I remember back in around 2007, my school took me to see a motivational speaker. At that time, I had no clue what a motivational speaker was, and I definitely had no clue what they would be talking about. That one trip changed my mentality 3 years later. That speaker was Andrew Mohammad. He never took a conventional path to get to where he is now, yet he has been wildly successful. Around this time, I learned the story of Richard Branson.

When I started asking why, I also started doing something else. Observing. I started paying attention to the people I asked questions of to learn why they might have a specific answer. I started understanding their life and situation which dictated the answer they gave. When crabs are put in a barrel, each crab could climb out quite easily. However when any crab attempts to get out, the other crabs pull them down. This phenomena is called crab mentality.

Where people had to take the sensible option, that's the only thing they know. Whenever someone comes to them with big dreams, they kill it. The same way they had their dreams killed. Now conversely, when I approached someone super successful, I found the opposite - but I was never warned of the risks I'd face along the way. They exhibited a different behaviour - survivorship bias.
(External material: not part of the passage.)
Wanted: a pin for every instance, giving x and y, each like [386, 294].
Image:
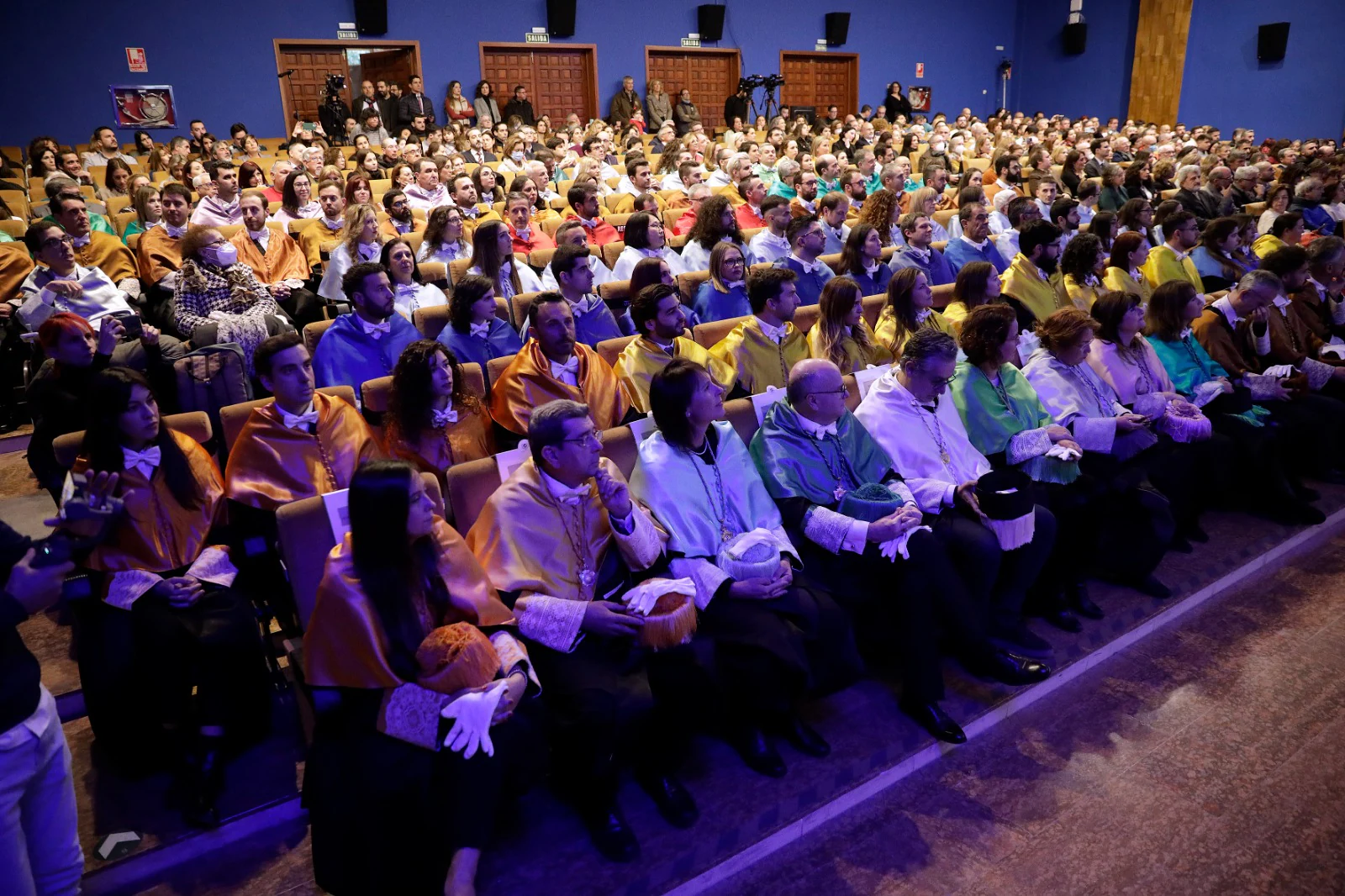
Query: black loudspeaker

But myself at 16, I saw things a different way. I saw successful people and unsuccessful people alike; they were all people. People did it. They're not ethereal beings. Just people. So why can't I believe and achieve more than anyone else? When I started my first job at 17, I had the idea of retiring when I was 30. I'm 26 now, and I won't achieve retirement by 30, but I will part retire at 30. And I'm on track to fully retire by 40. Earlier than that, I will be looking into working for myself rather than my income being tied to others. What am I doing special? Nothing. What have I learned about? Passive incomes. Stocks and investing mainly, but that's not what will let me retire early. You need the money invested to make anything from it, and returns are in single digit percents for dividends. What will let me retire early is having that as a goal and making moves towards it.

Towards "dream killers", I just stopped letting them know my dreams and ideas. How can they advise me when they never walked any paths like that themselves? Towards the successful, I developed a different attitude. Instead of asking their advice, I first ask them their story. How did they get to be where they are now? What were the losses and the scares along the way? Understanding their story helps me understand their advice, and what they know about the pitfalls along the way.

And to the dreamers? Keep walking the path less travelled. Make your goals then work towards them. Follow the examples set by the people who walked those paths before you - but learn from their mistakes. But know that each choice you make has consequences. Choose wisely. But never be a dream killer.